ExplanationThe Mean is Not Enough
The mean of a sample tells you something about the sample. In practice, however, we almost always want to say something about the mean of the population from which the sample was drawn. It would be nice if we could assume that the population mean was the same as the sample mean but we can't, since samples are a only part of the population. If you took two samples, you would probably get two different sample means. They can't both be the correct population mean as that value is fixed. The truth is that we cannot know the true value of the population mean without measuring every member of the population and that is often impossible.
The best we can say about a population mean based on a sample mean is that there is a high chance that it falls somewhere in a given range. This range is the confidence interval of the population mean.
For example, instead of saying, "The mean age of students is 20 years" we can say, "It is highly likely that the mean age of students is between 18 and 22 years". This might seem like a step towards vagueness as the single mean seems more accurate, but it is actually a step towards honesty. We are saying "from the sample we took, the best we can say is...", which tells you a lot about the quality of the sample.
How Confident are You?
When we report confidence intervals, we must pick a confidence level - that is how confident we are that what we say is true. So we should actually say, "With 95% confidence, the mean age of students is between 18 and 22 years".
Here are the key points to remember:
- The confidence interval is a range from somewhere below the sample mean to the same distance above it. This is the range that we believe the population mean falls into.
- The confidence level specifies how confident we are that the population mean falls into the confidence interval. It is usually set at 95% or 99%.
As the confidence level grows, the confidence interval becomes wider. So the range into which you are 99% confident that the population mean will fall is larger than the range for the 95% level.
Here is an example. Imagine you are in a class of 500 students who have taken an exam. You want to know the average mark gained by the students but the results are not published and you cannot ask all 500! You can ask 15 of your friends, however, and they tell you how they did.

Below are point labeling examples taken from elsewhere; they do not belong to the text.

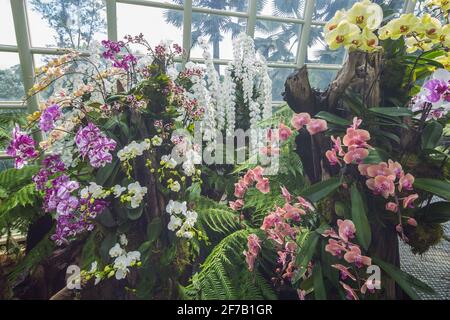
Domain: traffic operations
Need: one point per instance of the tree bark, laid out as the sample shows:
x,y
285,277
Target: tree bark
x,y
360,74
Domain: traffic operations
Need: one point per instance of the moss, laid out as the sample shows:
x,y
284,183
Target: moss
x,y
424,236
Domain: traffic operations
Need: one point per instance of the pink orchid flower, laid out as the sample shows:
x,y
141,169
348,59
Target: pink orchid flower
x,y
355,256
284,132
392,206
258,173
356,138
380,169
412,222
346,229
263,185
254,244
332,157
408,202
286,195
382,185
343,271
305,203
337,146
356,155
316,126
406,182
239,190
395,167
335,248
237,205
293,212
270,221
351,295
362,168
300,120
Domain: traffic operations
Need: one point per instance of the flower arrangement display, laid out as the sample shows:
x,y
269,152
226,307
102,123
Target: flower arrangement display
x,y
359,167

The class of 500 is the population and you and your 15 friends make up the sample. If you found that your sample mean was 76, then you might conclude that the population mean (the average mark for the whole class) must also be 76, but you know that you might have got a different sample average if you had asked a different 15 people, so you know that you cannot conclude that the population average is 76.
This is where you use confidence intervals. Using your sample, you could calculate the 95% confidence interval for your sample mean and that would tell you the range into which the population mean probably falls. Imagine you find it to be from 68 to 84 (8 marks either side of your sample average). Your 95% confidence interval is 68 to 84. You can be 95% certain that the average mark for the population of 500 students is somewhere in that range, but you cannot say where. If you wanted to be 99% certain, you could calculate the interval at the 99% confidence level. Obviously, the range would be wider as you want to be more sure of capturing the population mean. It might extend from 64 to 88 at the 99% level. You might feel that this tells you very little about the population mean, as it could be anywhere in a large range, but it tells you a lot. It tells you that the variability in your sample suggests that you do not have sufficient data to guess accurately what the population mean really is.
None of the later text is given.